Unlike her co-workers, Gage knew her well enough to throw the kind of blows that would really count. The right hook that would send her stumbling backward. The uppercut that would have her collapsing against the ropes. The sucker punch that would bring her to her knees. He knew her so well he could easily knock her out with one well-timed hit.
So when she stepped into the foyer and was met with a line of candles and rose petals, set up in the shape of a mountain trail, leading down the foyer steps and around the corner, a gasp raced up her throat. The work bag on her shoulder fell to the floor. Tears burned her eyes.
“Oh, baby.” She clapped a hand over her lips, which were slowly turning down at the corners as emotion took over her body.
He wasn’t planning on throwing a sucker punch at all. The cage match she’d been readying herself for during the entire drive home was not going to happen. And she knew right then, before even taking the first step down, that she’d already forgiven him. It didn’t even matter what he had to say once she made it to the place where that glimmering path ended.

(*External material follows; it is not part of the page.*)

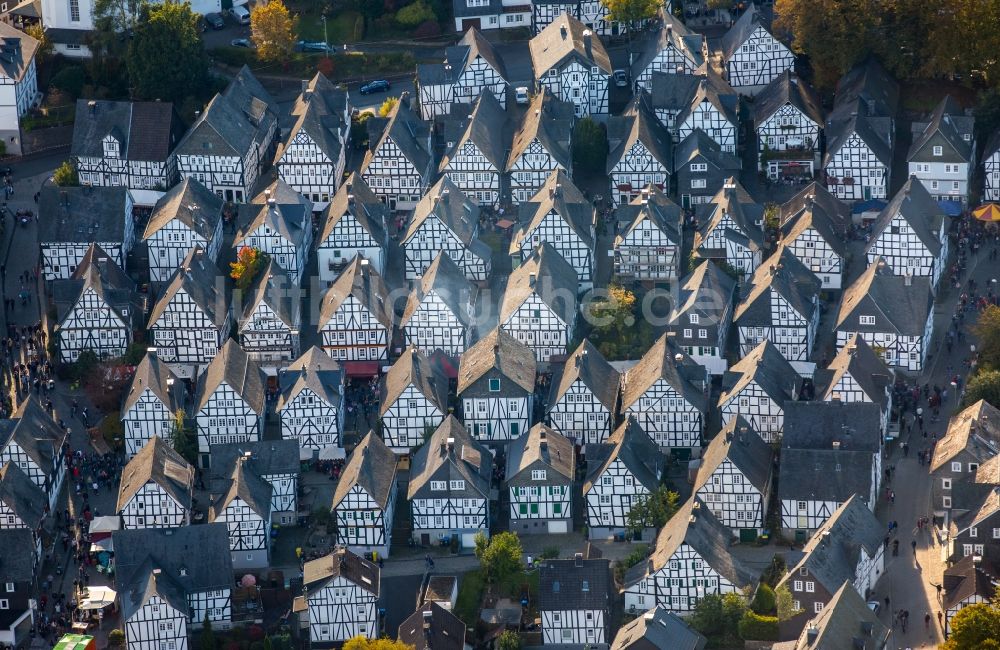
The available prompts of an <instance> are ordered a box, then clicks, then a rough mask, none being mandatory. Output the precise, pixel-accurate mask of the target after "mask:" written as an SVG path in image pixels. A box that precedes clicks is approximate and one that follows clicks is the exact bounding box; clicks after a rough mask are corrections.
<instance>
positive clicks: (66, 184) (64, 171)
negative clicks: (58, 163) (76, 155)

She loved him, and not only had she already forgiven him, but she was sorry too. She followed the path down the steps, through the grand foyer, and around the corner, all while preparing her apology.
Her apology.
Her least favorite thing to
do in the world.
She was truly apologetic. Truly sorry… because it was more clear than ever that Gage was not her number ten.
Her number ten would never be so thoughtful as to build a rose and candle path that led to the open doors of his backyard, around the infinity pool outside, and straight to the house deck that disappeared over the edge of the cliff. Her number ten would never have the capacity to care so much.
Could he?
The answer wasn’t just no, but hell no.
Veda sucked in a deep breath, her tear-filled eyes rising to the starry night sky outside. She followed the candlelit path around the sparkling turquoise pool. She drank in the vast ocean in the distance. Flashes of white light sparkled on its black surface, courtesy of the plump moon sitting high in the sky. Black rocks, some taller than others, soared out of the vast waters for miles around.
The trail led her all the way to the edge of the jagged black cliff that Gage’s mansion sat on top of. She took hold of the white railing that awaited her at the edge, where the candle path ended.
An expansive house deck had been built on the edge of the massive bluff, with a white staircase that descended the rocks, stopping at three different levels. The first level, the smallest of the three, housed a fire pit surrounded by a square gray couch that was littered with an array of colorful pillows. The fire pit had been activated and the flame lapped high, billowing white smoke that fluttered against the starry sky. The level below that was a little larger, dotted with lounge chairs and a tall white gazebo lined with sheer white curtains. They blew in the evening breeze. A dining table sat underneath it, fully set with all the trimmings, tall white candles flickering in the middle. On the final level, hundreds of feet down, was a sunken Jacuzzi. The small staircase at the end of that level led straight to the black sands of the beach, so close to the water that the white bubbles of the waves flirted with the bottom step.
Across those crashing waves, and the black sands of the beach, at the top of another rocky black cliff, the only cliff on the island where waterfalls gushed, sat the Blackwater family’s white stone mansion. Veda’s eyes pursued the stone columns on the second-story balcony, but she lowered them before her mind took her somewhere she didn’t want to be.